Find most similar words for OOV word

256 views Asked by At

I am looking for the most similar words for out-of-vocab OOV words using gensim. Something like this:

    def get_word_vec(self, model, word):
    try:
        if word not in model.wv.vocab:
            mostSimWord = model.wv.similar_by_word(word)
            print(mostSimWord)
        else:
            print( word )
    except Exception as ex:
        print(ex)

Is there are way to achieve this task? Options other than gensim also welcomed.

1

There are 1 answers

0
gojomo On

If you train a FastText model instead of a Word2Vec model, it inherently learns vectors for word-fragments (of configurable size ranges) in addition to full words.

In languages like English & many others (but not all), unknown words are often typos, alternate forms, or related in terms of roots and suffixes to knwon words. Thus, having vectors for subwords, then using those to tally up a good guess vector for an unknown word, can work well enough to be worth trying – better than ignoring such words, or using a totally random or origin-point vector.
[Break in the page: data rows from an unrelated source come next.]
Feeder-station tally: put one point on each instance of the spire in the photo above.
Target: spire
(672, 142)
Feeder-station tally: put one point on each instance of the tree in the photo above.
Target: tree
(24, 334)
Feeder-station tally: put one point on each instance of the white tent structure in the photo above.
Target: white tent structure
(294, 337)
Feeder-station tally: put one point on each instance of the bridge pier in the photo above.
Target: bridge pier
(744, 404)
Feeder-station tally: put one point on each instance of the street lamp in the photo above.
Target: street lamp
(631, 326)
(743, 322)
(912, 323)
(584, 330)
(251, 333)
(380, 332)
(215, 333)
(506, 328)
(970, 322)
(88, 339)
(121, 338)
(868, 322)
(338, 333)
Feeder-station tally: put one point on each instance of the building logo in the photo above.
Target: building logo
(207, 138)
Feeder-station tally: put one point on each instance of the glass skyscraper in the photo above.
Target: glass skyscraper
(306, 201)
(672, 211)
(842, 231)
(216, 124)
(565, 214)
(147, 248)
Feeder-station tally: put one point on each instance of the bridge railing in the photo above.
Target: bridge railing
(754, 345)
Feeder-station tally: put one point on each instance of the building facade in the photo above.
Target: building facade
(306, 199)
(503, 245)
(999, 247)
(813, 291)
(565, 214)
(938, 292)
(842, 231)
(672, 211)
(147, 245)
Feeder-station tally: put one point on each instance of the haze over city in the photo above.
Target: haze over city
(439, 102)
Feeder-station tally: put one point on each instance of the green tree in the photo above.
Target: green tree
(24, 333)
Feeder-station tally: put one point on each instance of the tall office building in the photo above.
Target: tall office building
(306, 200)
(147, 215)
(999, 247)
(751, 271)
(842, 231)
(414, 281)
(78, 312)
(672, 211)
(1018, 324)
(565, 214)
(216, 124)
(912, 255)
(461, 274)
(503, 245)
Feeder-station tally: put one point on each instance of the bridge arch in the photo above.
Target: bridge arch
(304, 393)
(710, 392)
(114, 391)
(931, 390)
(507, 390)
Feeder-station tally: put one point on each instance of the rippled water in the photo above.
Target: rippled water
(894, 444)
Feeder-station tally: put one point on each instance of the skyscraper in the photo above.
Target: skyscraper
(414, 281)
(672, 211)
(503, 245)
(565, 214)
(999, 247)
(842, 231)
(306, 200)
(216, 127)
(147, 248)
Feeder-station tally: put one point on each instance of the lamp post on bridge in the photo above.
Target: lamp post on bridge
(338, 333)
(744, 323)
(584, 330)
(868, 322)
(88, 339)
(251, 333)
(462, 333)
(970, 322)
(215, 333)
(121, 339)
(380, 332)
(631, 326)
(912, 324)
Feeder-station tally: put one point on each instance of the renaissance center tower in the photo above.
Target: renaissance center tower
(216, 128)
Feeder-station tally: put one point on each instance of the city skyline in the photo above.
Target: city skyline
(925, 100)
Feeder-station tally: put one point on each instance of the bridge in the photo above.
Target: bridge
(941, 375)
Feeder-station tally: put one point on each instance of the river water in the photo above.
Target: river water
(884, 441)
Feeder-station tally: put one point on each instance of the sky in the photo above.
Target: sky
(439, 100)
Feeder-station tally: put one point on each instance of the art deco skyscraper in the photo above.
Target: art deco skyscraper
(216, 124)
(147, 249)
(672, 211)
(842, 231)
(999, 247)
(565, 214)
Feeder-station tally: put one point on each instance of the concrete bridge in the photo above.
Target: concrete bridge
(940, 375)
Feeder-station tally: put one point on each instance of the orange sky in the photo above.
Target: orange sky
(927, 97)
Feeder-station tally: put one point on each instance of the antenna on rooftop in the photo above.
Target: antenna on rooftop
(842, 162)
There's no built-in way to try to extract such relationships from an existing set of word-vectors that isn't FastText/subword-based – but it'd be theoretically possible. You could compute edit distances to, or counts-of-shared-subwords with, all known words, & create a guess-vector by weighted combination of the N-closest words. (This might work really well with typos & rarer alternate spellings, but not as much for truly-absent novel words.)